The Olsons learned that the LSD was slipped into an after-dinner liqueur by either Sidney Gottlieb, head of the CIA’s Technical Services Staff, or by his deputy, Dr. Robert Lashbrook. The CIA reportedly feared that the Soviet Union might use LSD on captured CIA agents. Gottlieb believed that his “test” would prepare American spies for that possibility.
The laced drinks were served to eight of the ten scientists present. Some of them, including Frank Olson, were not warned about the test. Within an hour, the LSD began to take effect. According to Nils Olsen, when Gottlieb told the group that their drinks had been spiked with LSD, his father became angry.
“We understood that my father was quite agitated and was having a serious confusion with separating reality from fantasy.”
Less than a week later, Frank made his fatal trip to New York, supposedly suffering from a nervous breakdown. Frank was taken to see Dr. Harold Abramson, an LSD expert, who worked extensively with the CIA. Accompanying Frank were Robert Lashbrook and Frank’s boss, Vincent Ruwett.
Frank remained in New York, and over the next several days, made repeated visits to the doctor’s office. Eric Olsen says his family was dubious about the supposed treatment:
“It’s impossible to deduce what was accomplished in those meetings. And you certainly don’t see any indication that a treatment process was occurring. You can suspect that some kind of assessment process was going on, the process of which was more to protect the CIA’s interests than it was to help my father.”
Nils Olsen said his father was exhibiting strange behavior:
“One of the nights that my father was up in New York, he was having delusions that he was hearing voices and in the middle of the night. He woke up and went and threw all of his identification out and his money.”

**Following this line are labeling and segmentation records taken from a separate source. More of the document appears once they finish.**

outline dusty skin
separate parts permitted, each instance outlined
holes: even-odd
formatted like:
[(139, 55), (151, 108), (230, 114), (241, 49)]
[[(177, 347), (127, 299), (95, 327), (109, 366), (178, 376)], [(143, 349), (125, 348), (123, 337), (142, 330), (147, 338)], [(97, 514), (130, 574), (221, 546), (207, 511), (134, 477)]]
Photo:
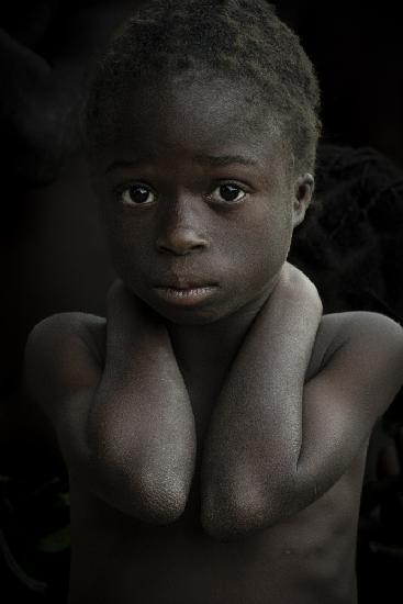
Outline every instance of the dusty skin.
[(273, 120), (245, 124), (225, 81), (171, 83), (122, 99), (92, 165), (107, 317), (51, 316), (26, 346), (70, 476), (69, 604), (354, 604), (402, 328), (323, 315), (287, 261), (313, 179)]
[[(284, 435), (271, 424), (279, 412), (260, 401), (272, 400), (287, 371), (280, 378), (273, 368), (256, 378), (255, 363), (245, 362), (242, 353), (250, 358), (249, 349), (257, 347), (267, 358), (265, 337), (276, 345), (278, 334), (270, 337), (265, 327), (276, 324), (287, 301), (290, 340), (311, 327), (301, 350), (306, 360), (320, 305), (309, 280), (291, 265), (286, 268), (293, 286), (278, 282), (226, 379), (208, 362), (193, 374), (181, 367), (189, 398), (167, 332), (158, 325), (144, 338), (144, 321), (133, 314), (131, 295), (120, 284), (109, 300), (113, 334), (103, 318), (78, 313), (55, 315), (34, 332), (35, 354), (55, 371), (51, 383), (36, 388), (49, 402), (71, 477), (69, 602), (356, 602), (355, 540), (368, 436), (399, 388), (402, 334), (373, 313), (323, 316), (303, 401), (295, 401), (305, 427), (295, 434), (295, 447), (278, 441)], [(292, 313), (304, 302), (316, 302), (314, 312), (292, 325)], [(137, 399), (126, 388), (128, 372), (137, 373), (124, 362), (132, 358), (134, 335), (135, 363), (148, 367), (149, 398)], [(109, 353), (116, 340), (119, 359)], [(124, 370), (112, 376), (115, 361)], [(31, 367), (40, 362), (31, 359)], [(240, 380), (247, 388), (251, 376), (259, 393), (253, 410), (247, 395), (225, 398), (230, 384)]]

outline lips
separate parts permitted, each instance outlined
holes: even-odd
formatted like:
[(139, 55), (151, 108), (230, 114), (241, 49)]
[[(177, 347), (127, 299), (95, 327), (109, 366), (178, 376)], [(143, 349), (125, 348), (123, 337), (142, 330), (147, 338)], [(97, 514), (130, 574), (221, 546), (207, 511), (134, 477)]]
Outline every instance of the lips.
[(217, 289), (216, 284), (194, 281), (180, 280), (167, 284), (156, 284), (153, 287), (159, 299), (170, 304), (181, 306), (192, 306), (209, 300)]

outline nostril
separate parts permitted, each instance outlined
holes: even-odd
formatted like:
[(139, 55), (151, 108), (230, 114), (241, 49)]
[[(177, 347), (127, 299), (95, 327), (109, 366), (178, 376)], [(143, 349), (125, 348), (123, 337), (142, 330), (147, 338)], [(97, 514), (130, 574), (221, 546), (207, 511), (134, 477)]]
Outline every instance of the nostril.
[(192, 228), (177, 228), (159, 236), (156, 246), (159, 251), (183, 255), (202, 251), (208, 247), (208, 241)]

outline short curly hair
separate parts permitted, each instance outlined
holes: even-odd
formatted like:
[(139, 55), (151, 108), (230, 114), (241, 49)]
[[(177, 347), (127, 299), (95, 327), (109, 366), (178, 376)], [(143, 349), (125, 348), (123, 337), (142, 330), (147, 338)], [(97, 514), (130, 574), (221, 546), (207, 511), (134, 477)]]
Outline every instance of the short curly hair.
[[(244, 83), (279, 118), (298, 174), (314, 171), (320, 87), (299, 37), (265, 0), (149, 0), (98, 61), (85, 112), (89, 153), (105, 142), (127, 86), (202, 71)], [(108, 131), (109, 128), (109, 131)]]

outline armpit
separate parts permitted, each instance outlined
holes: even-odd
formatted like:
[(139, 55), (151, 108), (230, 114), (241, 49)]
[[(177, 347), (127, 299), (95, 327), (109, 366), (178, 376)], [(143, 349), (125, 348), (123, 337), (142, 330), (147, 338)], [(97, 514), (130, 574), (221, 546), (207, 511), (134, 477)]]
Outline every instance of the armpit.
[(333, 355), (343, 345), (343, 315), (345, 313), (332, 313), (323, 315), (317, 329), (310, 365), (305, 373), (304, 383), (314, 378), (329, 361)]

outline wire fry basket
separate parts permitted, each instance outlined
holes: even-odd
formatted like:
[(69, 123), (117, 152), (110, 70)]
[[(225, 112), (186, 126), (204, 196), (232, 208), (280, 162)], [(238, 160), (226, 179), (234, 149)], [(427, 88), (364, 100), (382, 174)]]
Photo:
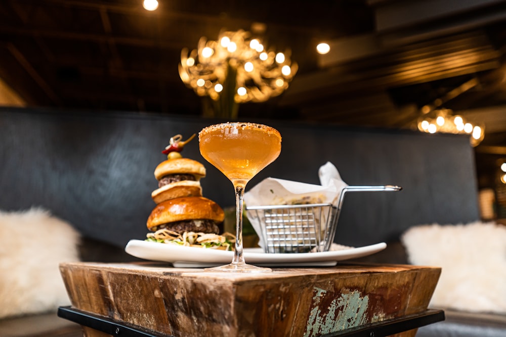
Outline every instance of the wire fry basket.
[(330, 204), (247, 207), (261, 221), (266, 253), (308, 253), (329, 250), (338, 218)]
[(248, 206), (246, 210), (266, 253), (327, 252), (334, 240), (347, 192), (401, 189), (390, 185), (348, 186), (341, 191), (337, 206), (332, 204), (268, 205)]

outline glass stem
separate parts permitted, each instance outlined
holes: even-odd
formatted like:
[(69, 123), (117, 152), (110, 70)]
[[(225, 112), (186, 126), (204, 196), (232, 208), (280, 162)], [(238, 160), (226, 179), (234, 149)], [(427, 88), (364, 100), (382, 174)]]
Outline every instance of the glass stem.
[(233, 264), (244, 264), (244, 257), (242, 254), (242, 208), (244, 195), (244, 186), (236, 185), (235, 187), (235, 250), (234, 251)]

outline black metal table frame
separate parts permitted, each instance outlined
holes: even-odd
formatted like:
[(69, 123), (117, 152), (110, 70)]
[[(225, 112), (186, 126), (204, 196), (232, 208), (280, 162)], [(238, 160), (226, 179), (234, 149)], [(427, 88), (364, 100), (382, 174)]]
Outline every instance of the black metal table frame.
[[(58, 316), (98, 331), (121, 337), (168, 337), (140, 326), (95, 315), (71, 307), (60, 307)], [(428, 310), (422, 313), (386, 320), (324, 335), (324, 337), (382, 337), (440, 322), (443, 310)]]

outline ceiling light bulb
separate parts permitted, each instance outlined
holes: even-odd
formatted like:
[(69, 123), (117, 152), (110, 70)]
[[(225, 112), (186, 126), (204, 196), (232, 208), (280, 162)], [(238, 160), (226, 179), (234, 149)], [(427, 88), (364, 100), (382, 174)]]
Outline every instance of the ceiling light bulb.
[(255, 49), (256, 50), (257, 47), (258, 47), (260, 44), (260, 42), (258, 41), (258, 40), (254, 38), (249, 41), (249, 47), (251, 49)]
[(154, 11), (158, 8), (158, 2), (156, 0), (144, 0), (142, 6), (146, 11)]
[(202, 50), (202, 56), (203, 57), (209, 57), (214, 53), (213, 49), (210, 47), (205, 47)]
[(239, 96), (244, 96), (246, 94), (246, 88), (243, 86), (240, 87), (237, 89), (237, 93), (239, 94)]
[(230, 43), (230, 38), (228, 36), (223, 36), (220, 40), (220, 44), (224, 48), (226, 48), (228, 44)]
[(284, 65), (283, 66), (283, 68), (281, 68), (281, 74), (287, 76), (290, 75), (290, 73), (291, 72), (291, 69), (290, 69), (290, 66)]
[(230, 43), (227, 46), (227, 50), (228, 51), (229, 53), (233, 53), (237, 50), (237, 45), (235, 44), (235, 42), (231, 41)]
[(429, 128), (429, 122), (427, 121), (423, 121), (421, 122), (421, 128), (424, 130), (427, 130)]
[(471, 133), (473, 131), (473, 124), (471, 123), (466, 123), (464, 125), (464, 131), (467, 133)]
[(278, 53), (276, 54), (276, 62), (278, 63), (282, 63), (284, 62), (284, 54), (282, 53)]
[(246, 62), (246, 63), (244, 64), (244, 70), (248, 73), (250, 73), (253, 71), (253, 64), (251, 62)]
[(325, 42), (318, 43), (316, 46), (316, 51), (320, 54), (326, 54), (330, 51), (330, 46)]

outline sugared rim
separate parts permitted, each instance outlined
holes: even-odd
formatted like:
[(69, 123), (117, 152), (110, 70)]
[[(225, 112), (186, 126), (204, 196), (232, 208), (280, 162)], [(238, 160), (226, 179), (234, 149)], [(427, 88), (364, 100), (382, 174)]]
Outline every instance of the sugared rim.
[(231, 126), (234, 125), (240, 128), (262, 129), (269, 133), (275, 134), (281, 139), (281, 135), (277, 130), (268, 125), (258, 124), (257, 123), (249, 123), (248, 122), (228, 122), (221, 124), (214, 124), (206, 126), (198, 133), (198, 140), (200, 140), (202, 135), (220, 129), (226, 129)]

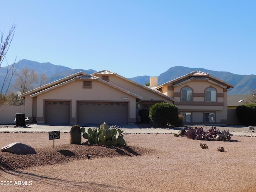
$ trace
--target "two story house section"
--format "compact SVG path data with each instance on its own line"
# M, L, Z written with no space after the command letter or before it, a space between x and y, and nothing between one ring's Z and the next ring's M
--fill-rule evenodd
M233 87L209 74L195 71L157 89L174 98L184 124L226 124L228 92Z

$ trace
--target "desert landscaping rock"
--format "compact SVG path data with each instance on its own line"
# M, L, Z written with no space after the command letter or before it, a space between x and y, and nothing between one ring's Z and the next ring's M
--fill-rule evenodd
M33 148L23 143L16 142L2 147L1 151L8 152L17 154L36 154L36 152Z

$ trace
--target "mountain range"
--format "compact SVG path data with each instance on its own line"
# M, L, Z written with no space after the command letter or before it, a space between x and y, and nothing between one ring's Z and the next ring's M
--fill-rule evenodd
M17 66L17 63L12 64L12 65L15 65L15 66ZM2 67L0 68L0 85L3 84L8 67L7 66ZM93 69L87 70L82 69L72 69L61 65L54 65L49 62L40 63L22 59L18 62L16 73L19 73L22 68L24 68L33 70L37 73L46 74L48 76L50 82L58 80L79 71L82 71L89 74L96 72ZM102 69L102 70L104 69ZM160 74L158 76L158 85L162 84L195 70L208 73L212 76L234 85L234 88L228 91L228 95L249 94L251 93L253 90L256 89L256 75L238 75L227 72L216 71L203 68L191 68L181 66L171 67L166 71ZM144 75L129 79L138 83L145 85L146 83L149 82L149 78L150 76ZM11 82L14 82L15 80L15 76L14 76ZM5 85L3 89L2 93L6 92L7 89L7 86Z

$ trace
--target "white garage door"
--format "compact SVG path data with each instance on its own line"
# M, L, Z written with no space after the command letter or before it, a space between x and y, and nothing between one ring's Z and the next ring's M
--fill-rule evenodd
M46 123L70 123L70 101L47 101L45 104Z
M101 124L127 124L128 103L78 102L78 123Z

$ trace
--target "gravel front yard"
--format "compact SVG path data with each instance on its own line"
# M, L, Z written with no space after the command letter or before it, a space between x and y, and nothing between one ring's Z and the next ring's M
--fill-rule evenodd
M205 141L205 149L172 134L126 138L126 147L77 146L62 133L53 149L47 133L0 133L1 147L19 142L37 152L0 152L0 191L256 191L255 137Z

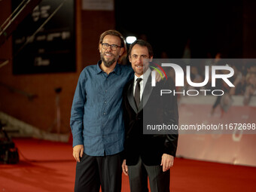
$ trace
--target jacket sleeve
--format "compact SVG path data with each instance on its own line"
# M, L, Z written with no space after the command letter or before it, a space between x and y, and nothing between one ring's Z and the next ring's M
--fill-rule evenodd
M175 89L174 82L172 78L166 81L166 85L168 85L168 89L173 91ZM163 108L165 117L165 121L169 125L172 125L172 130L169 130L166 134L166 139L164 142L163 154L168 154L173 157L176 155L178 138L178 111L177 96L171 94L168 97L163 99Z
M85 81L84 69L78 79L71 111L70 126L73 136L73 147L78 145L84 145L83 117L86 102Z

Apparently, the pattern continued in the immediate aftermath of Frank’s death. For some unexplained reason, Robert Lashbrook never phoned for help. However, according to Armond Pastore, Lashbrook allegedly did make a disturbing call, which was overheard by the hotel operator:
“In those days all of the calls were manual. You call the operator and you tell her what number you want and she would dial it for you. And then she listened to see that you got connected. When the man in the room called this number he said, ‘Well, he’s gone.’ And the man on the other end said, ‘Well, that’s too bad.’ And they both hung up. I mean, what’s more suspicious than that? You don’t have to be a genius to figure out that there’s something amiss. Or, Hamlet said, ‘There’s something rotten in Denmark.’ I mean, I knew there was something rotten at the hotel that night.”
In 1993, Frank’s widow, Alice, passed away. Eric and Nils had their father’s body moved to rest beside her. But before Frank was re-interred, they asked forensic scientist, James Starrs, to perform an autopsy:
“Quite frankly, we had no idea what the condition of the remains would be after 41 years. We were delighted that the remains were in perfect condition for our analysis.”